I've read a lot of Dawkins. I have used a bit of what he has said to demonstrate the desperation of evolutionist apologists, of which he is the foremost right now. For instance, here is a quote from some of my lecture notes:
Richard Dawkins famous quote (The Blind Watchmaker): “Biology is the study of complicated things that give the appearance of having been designed.”
Something else not quoted: first two paragraphs of his preface to this book
This book is written in the conviction that our own existence once presented the greatest of all mysteries, but that it is a mystery no longer because it is solved. Darwin and Wallace solved it, though we shall continue to add footnotes to their solution for awhile yet. I wrote the book because I was surprised that so many people seemed not only unaware of the elegant and beautiful solution to this deepest of problems but, incredibly, in many cases actually unaware that there was a problem in the first place!
The problem is that of complex design. The computer on which I am writing these words has an information storage capacity of about 64 kilobytes…. The computer was consciously designed and deliberately manufactured. The brain with which you are understanding my words is an array of some ten million kiloneurones. Many of these billions of nerve cells have each more than a thousand ‘electric wires’ connecting them to other neurones. Moreover, at the molecular genetic level, every single one of more than a trillion cells in the body contains about a thousand times as much precisely-coded digital information as my entire computer. The complexity of living organisms is matched by the elegant efficiency of their apparent design. If anyone doesn’t agree that this amount of complex design cries out for an explanation, I give up. No, on second thoughts I don’t give up, because one of my aims in the book is to convey something of the sheer wonder of biological complexity to those whose eyes have not been opened to it. But having built up the mystery, my other main aim is to remove it again by explaining the solution.
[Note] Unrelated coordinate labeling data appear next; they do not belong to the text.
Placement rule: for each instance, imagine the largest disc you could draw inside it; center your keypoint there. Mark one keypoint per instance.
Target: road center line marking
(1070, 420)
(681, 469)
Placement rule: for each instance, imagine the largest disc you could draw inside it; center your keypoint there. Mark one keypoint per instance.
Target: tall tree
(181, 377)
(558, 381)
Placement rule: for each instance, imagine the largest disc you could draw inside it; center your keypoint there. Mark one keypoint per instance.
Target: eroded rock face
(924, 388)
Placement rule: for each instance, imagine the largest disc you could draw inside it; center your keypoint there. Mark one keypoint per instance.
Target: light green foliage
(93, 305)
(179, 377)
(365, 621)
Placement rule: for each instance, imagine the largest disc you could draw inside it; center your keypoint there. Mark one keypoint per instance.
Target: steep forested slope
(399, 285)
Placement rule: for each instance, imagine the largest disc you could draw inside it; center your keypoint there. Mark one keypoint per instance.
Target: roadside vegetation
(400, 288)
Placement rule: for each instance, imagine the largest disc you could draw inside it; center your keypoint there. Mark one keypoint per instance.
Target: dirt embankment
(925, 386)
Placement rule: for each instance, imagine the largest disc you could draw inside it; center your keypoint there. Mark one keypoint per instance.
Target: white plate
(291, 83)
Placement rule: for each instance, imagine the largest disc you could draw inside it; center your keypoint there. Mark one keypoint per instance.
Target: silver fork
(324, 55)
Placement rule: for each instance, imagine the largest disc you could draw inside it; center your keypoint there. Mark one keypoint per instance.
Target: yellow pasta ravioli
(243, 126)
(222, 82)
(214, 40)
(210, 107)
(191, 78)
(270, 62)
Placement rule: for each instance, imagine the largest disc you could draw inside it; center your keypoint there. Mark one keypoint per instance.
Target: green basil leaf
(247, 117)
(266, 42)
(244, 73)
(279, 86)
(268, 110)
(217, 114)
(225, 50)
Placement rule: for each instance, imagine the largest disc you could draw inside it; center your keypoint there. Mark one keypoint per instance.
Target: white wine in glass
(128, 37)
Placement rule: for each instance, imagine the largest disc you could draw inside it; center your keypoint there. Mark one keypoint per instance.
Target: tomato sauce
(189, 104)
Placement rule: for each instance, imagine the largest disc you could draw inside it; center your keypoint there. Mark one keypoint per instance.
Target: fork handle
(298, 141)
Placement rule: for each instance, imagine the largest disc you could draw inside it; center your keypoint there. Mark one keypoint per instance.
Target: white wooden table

His answer? Evolution – time, chance, mutations, natural selection – none of these legs hold up alone or together.
Let me ask you, Helix, in return -- have you read Michael Behe's
Darwin's Black Box, or Jonathan Wells'
Icons of Evolution, or even Phil Johnson's
Darwin on Trial? The first two are Ph.D's in the fields they write about. The last, Johnson, is an informed layman and retired law professor who simply took a look at the evidence of evolution...
Tear yourself away from Dawkins' rhetoric for a bit and read what some other intelligent people have to say.
I think you will find the flagellum, as Behe demonstrates, is a good example of something called 'irreducible complexity'. It is also referred to as 'engineered' by evolutionists who deny the Engineer.